One of the precepts of Canada’s health care system is that aggrieved or confused
patients always have the option of seeking a proverbial second medical opinion.

But is that more than an enduring, and perhaps reassuring, but entirely
meaningless myth? Is it really feasible or even possible to get a second medical
opinion?

Possibly, although observers note that the wait for a second opinion can be even
longer than the wait for the first opinion, particularly when it comes to
getting the second opinion of a medical specialist.

Not that getting a medical opinion from a second family physician is necessarily
any easier than getting one from a specialist. Already, Canadians are on long
waiting lists just to obtain a family doctor. It almost makes the notion of
finding a family physician who’d be willing to provide a second opinion entirely
comical.

Given the lengthy wait times, the majority of patients balk at getting a second
medical opinion, notes Sholom Glouberman, president of the Patients’ Association
of Canada.

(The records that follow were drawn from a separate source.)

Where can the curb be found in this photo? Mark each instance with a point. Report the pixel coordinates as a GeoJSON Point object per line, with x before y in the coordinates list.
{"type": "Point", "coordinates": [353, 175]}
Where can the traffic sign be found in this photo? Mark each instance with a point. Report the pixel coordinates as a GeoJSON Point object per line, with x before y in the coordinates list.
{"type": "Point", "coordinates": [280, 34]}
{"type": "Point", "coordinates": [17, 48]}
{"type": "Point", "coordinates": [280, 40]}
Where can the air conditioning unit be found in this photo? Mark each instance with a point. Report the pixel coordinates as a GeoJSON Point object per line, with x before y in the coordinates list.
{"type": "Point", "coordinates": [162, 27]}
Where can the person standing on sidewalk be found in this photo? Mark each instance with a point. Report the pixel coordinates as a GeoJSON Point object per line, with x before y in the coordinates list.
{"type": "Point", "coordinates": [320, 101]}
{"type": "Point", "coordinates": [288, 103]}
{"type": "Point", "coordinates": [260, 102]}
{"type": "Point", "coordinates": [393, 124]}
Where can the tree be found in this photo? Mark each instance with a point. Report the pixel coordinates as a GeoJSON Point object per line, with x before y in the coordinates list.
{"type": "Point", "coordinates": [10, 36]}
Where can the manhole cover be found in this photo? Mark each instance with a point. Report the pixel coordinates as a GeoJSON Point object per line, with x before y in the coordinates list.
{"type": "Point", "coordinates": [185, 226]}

De facto, wait times have turned getting a second medical opinion
into “one of those things that’s available in principle but unavailable in
practice in Canada.”

Others fear that getting a second opinion will compromise their treatment, and
ultimately, their health, says Heather Chapman, founder of the Saskatoon,
Saskatchewan-based Patient Factor, an advocacy group and “an independent online
source” for news and opinions about health care (http://thepatientfactor.com).

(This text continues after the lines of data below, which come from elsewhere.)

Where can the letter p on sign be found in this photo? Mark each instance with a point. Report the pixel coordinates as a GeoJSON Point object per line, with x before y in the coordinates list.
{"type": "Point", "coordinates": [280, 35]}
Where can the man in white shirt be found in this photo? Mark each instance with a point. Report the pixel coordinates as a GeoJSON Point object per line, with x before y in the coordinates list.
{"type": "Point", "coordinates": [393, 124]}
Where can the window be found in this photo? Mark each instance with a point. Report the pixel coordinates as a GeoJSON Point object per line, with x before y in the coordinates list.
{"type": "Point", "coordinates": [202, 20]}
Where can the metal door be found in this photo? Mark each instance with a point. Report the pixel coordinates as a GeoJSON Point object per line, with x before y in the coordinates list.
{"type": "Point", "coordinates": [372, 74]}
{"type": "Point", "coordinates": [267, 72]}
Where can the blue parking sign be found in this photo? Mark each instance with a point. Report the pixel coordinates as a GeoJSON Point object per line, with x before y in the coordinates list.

Patients less than impressed with a doctor’s diagnosis can seek second opinions
but may have to wait even longer than for first opinions, particularly if
seeking them from a specialist.

Image courtesy of © 2012 Thinkstock


Compounding the situation, particularly when it comes to obtaining an opinion
from a second specialist, is the fact that patients are already being
prioritized on wait lists, she adds. Those seeking second opinions typically get
pushed to the bottom of the roster.

But there are other barriers, including the not entirely unjustified concern
that patients will offend the delicate sensibilities or egos of their physicians
by seeking second opinions, Glouberman notes.

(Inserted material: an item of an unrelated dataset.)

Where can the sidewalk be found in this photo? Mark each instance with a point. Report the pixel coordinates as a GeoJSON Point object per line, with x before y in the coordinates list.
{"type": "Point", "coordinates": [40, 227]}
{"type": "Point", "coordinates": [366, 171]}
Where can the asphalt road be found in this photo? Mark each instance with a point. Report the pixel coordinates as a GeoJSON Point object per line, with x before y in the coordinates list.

Such physician resistance to second medical opinions isn’t appropriate, says Dr.
Ruth Wilson, a professor of family medicine in the Department of Medicine at
Queen’s University in Kingston, Ontario, and past president of the College of
Family Physicians of Canada. “We’re not perfect and thinking about things from a
different point of view or through a second set of eyes can sometimes turn up a
different diagnosis or a different approach that’s more helpful to the patient.”

What research is available certainly supports the proposition that there is
value in obtaining a second opinion. A study of 466 surgical oncological
patients concluded that “one third of patient-initiated second opinion
consultations resulted in a discrepancy with the first opinion” and that half
resulted in “major changes in therapy or prognosis” (EJSO 2006; 32:108–12).
Another study of 814 cases of patients facing head and neck surgery found that a
second review of the pathology “resulted in 54 (7%) changed diagnoses. Of the
changed diagnosis, 13 (24%) involved a change from a benign to a malignant
diagnosis; 8 (15%) involved a change from a malignant to a benign diagnosis; and
33 (61%) involved a change in tumor classification” (Head Neck 2002; 24:684–93).
Similarly, a review of the pathologic material of 213 patients suspected of
having a urologic malignancy found that there was a difference of opinion in 10%
of cases, leading to the conclusion that “a second opinion review of surgical
pathology for urologic malignancy can result in major therapeutic and prognostic
changes” (Urol Oncol 2011; 29:194–8).

By international standards, Canada appears to be one of the worst performing
nations when it comes to second medical opinions, according to reports issued by
the Health Consumer Power-house, a private company based in Danderyd, Sweden,
and the Frontier Centre for Public Policy, an independent think tank with
offices in Winnipeg, Manitoba; Regina, Saskatchewan; and Calgary, Alberta.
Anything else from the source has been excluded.